BY David A. Greene in Reviews | 01 JAN 98

The genius of Andy Warhol's oft-quoted quip - that 'in the future, everyone will be famous for 15 minutes' - is not in its prescience (it's patently untrue), but in the unreasonable expectations it foreshadowed, maybe even engendered. Today, fame is no longer perceived as a mysterious phenomenon that happens to you, but a product that can be manufactured: a cultural fugue born of demographic knowledge, exquisite timing, loads of cash and, oh yeah, talent.

'Fandom' is a group show of mostly young artists whose work dallies with this theme, dancing around the core issue as art is wont to do - since visual artists crave fame as much as anyone else, except they're too interesting and/or fucked-up to play a more high-percentage game, like politics or celebrity assassination. Kevin Kaempf comes closest to the latter with documentation of his attempts to contact Bruce Nauman, arguably the world's most famous artist. A form letter from one of the reclusive star's handlers politely rejects Kaempf's request for an audience, citing Nauman's busy schedule and his Garboesque need for privacy. Kaempf superimposes his own fantasy response over this letter, screenprinted on a piece of clear Perspex: a personal note from the man himself, inviting the earnest art student to a hoe-down on his desert ranch, to join Charlie Ray, Ann Hamilton, and just plain 'Kiki' in a game of horseshoes. Nearby, Kaempf has built a concrete maquette of the fabled Nauman compound, presumably from direct (and clandestine) observation.

Kaempf's little display - neither too scary in its obsession, nor overly impressive in its persistence - is nonetheless resonant in its consternated failure: who hasn't fantasised about something feasible but unlikely, then chickened out at the first closed door, leery of the consequences of success? Kaempf probably could have met Nauman had he shown a bit more pluck and savvy; instead he builds a monument to his own fear and insecurity, while blaming the unsuspecting object of his frustrated adulation. (Such self-sabotage, is the seething core of much good art: the pantheon is strewn with the interesting tantrums of failed rock'n'rollers, philosophers, and counter-culture queens).

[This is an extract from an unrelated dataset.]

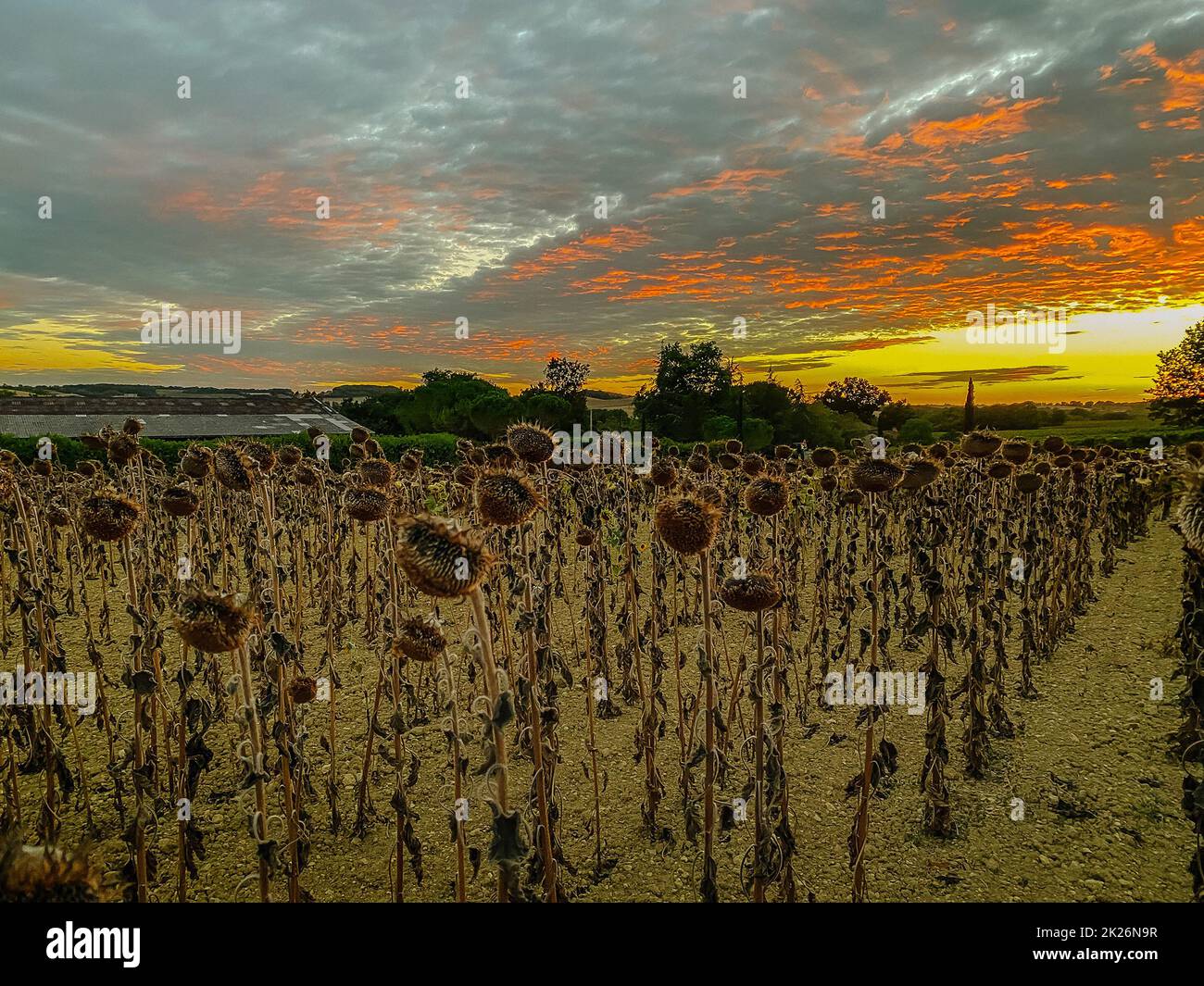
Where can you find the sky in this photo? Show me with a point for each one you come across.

Failed attempts at fame are often funny (when they're not our own, of course); sometimes they're funny-pathetic, like Danny Hobart's cheesy copy-shop posters promoting his non-existent career as a film-maker and music star (and friend of Johnny Depp); other times they're just jokey, as in Scott Carpenter's appearances in the audience of dozens of daytime talk shows. Along with carefully edited videotapes, Carpenter displays art-school textbooks autographed by the shows' hosts - like inexplicably popular television star Joan Rivers' inscription of 'gossip, gossip, gossip!' in a copy of the collected essays of inexplicably popular art star Peter Halley. Such strategies flirt with banality, however, playing at the arid border of art and ordinary eccentricity; among those even further afield in 'Fandom' are CAR, a husband-and-wife team whose sole art activity appears to be showing pictures of their school-age son to passers-by.

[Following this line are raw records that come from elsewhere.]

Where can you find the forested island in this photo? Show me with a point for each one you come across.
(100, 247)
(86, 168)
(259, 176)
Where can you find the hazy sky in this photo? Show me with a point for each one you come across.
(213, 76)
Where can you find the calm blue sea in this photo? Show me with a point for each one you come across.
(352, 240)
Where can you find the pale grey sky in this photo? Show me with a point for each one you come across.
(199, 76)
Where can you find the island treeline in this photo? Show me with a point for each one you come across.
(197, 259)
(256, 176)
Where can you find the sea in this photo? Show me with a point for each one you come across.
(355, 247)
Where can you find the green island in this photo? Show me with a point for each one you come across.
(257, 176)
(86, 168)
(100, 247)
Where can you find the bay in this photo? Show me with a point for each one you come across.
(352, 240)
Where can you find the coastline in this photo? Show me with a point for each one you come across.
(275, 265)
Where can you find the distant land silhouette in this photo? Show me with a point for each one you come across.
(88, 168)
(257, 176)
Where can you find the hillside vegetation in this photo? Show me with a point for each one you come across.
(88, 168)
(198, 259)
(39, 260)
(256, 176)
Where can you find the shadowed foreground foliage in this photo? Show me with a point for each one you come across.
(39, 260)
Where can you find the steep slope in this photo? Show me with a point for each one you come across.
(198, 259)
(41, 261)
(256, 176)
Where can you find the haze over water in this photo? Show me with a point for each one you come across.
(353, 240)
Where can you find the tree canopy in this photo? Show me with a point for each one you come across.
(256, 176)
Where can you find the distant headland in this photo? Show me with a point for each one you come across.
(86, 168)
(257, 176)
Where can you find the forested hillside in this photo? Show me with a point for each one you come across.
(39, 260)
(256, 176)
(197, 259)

Two pieces in 'Fandom' seem out of place in that they take a step back and dispassionately observe fanhood; not necessarily as a result, they end up being the most interesting. First is Claire Jervert's double set of Polaroid photos, shot from video screens: one set, in black and white, shows television-audience members from the 50s and 60s, while the other, in colour, depicts more contemporary faces. While all the apparently American audiences are watching ordinary entertainments (game shows, professional wrestling), their unblinking stares and clenched fists could just as easily be taken from Third Reich parade footage - or a stateside equivalent yet to come.

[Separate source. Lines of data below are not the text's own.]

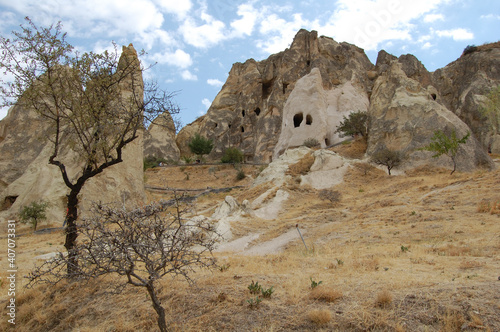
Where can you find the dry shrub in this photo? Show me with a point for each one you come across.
(302, 166)
(452, 321)
(467, 265)
(320, 316)
(492, 207)
(384, 299)
(326, 294)
(333, 196)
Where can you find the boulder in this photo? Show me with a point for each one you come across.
(27, 176)
(403, 116)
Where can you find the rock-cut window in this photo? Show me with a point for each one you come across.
(297, 119)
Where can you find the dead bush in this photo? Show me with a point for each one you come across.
(333, 196)
(320, 316)
(326, 294)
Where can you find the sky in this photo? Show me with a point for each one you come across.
(193, 43)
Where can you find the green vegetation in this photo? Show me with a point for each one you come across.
(232, 156)
(442, 143)
(355, 124)
(311, 142)
(491, 109)
(200, 145)
(34, 213)
(153, 161)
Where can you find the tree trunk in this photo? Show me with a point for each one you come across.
(72, 232)
(158, 308)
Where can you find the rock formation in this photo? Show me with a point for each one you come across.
(268, 106)
(248, 113)
(26, 175)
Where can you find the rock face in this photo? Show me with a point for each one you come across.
(26, 176)
(248, 113)
(303, 92)
(404, 115)
(463, 84)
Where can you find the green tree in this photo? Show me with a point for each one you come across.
(388, 158)
(355, 124)
(34, 213)
(200, 145)
(442, 143)
(95, 104)
(232, 156)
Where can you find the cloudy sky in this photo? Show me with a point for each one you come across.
(195, 42)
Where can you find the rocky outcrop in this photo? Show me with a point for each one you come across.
(313, 112)
(248, 112)
(403, 116)
(26, 176)
(463, 84)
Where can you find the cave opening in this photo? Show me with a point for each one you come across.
(297, 119)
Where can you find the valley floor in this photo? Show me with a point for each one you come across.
(412, 252)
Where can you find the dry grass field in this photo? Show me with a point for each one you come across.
(417, 251)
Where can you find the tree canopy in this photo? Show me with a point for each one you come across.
(95, 103)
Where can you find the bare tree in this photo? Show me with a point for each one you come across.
(142, 246)
(95, 104)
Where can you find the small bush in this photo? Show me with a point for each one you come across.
(240, 175)
(325, 294)
(34, 213)
(153, 161)
(384, 299)
(333, 196)
(388, 158)
(320, 316)
(311, 142)
(232, 156)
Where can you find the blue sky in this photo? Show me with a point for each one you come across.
(195, 42)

And then there's the pièce de résistance: a double-bill presentation of Jeff Krulik and John Heyn's Heavy Metal Parking Lot (1986) and Neil Diamond Parking Lot (1997), videos shot a decade apart outside the USAir Arena (née Capital Center) in Largo, Maryland. Both are often hilarious stream-of-consciousness studies of pre-concert crowds: Heavy Metal... is the more entertaining and edgy, due to its subjects' now-nostalgic outfits (tight spandex on the men, Farrah Fawcett hair on the women) and boisterous, vaguely dangerous inebriation. One senses that Krulik and Heyn - as documentarians, rank amateurs - are getting in over their heads, especially when they purposely goad the rowdy crowd into expressing their allegiance to Judas Priest (the band in concert) and their opinion of other forms of music. One fellow, known to the video's connoisseurs only as 'Zebra Man' (for his boldly striped, form-fitting outfit), expresses the crowd's prevailing attitude toward punk rock: 'That shit belongs on Mars, man' he sneers, adding, 'Madonna's a dick'. Eminently self-assured (if probably stoned) and resplendent in his wannabe get-up, Zebra Man is the epitome of true fandom, seeing right through punk's cynicism and young Madonna's strategising, and defending his mystical heroes against a future where the line between famous and fan is only a matter of business acumen.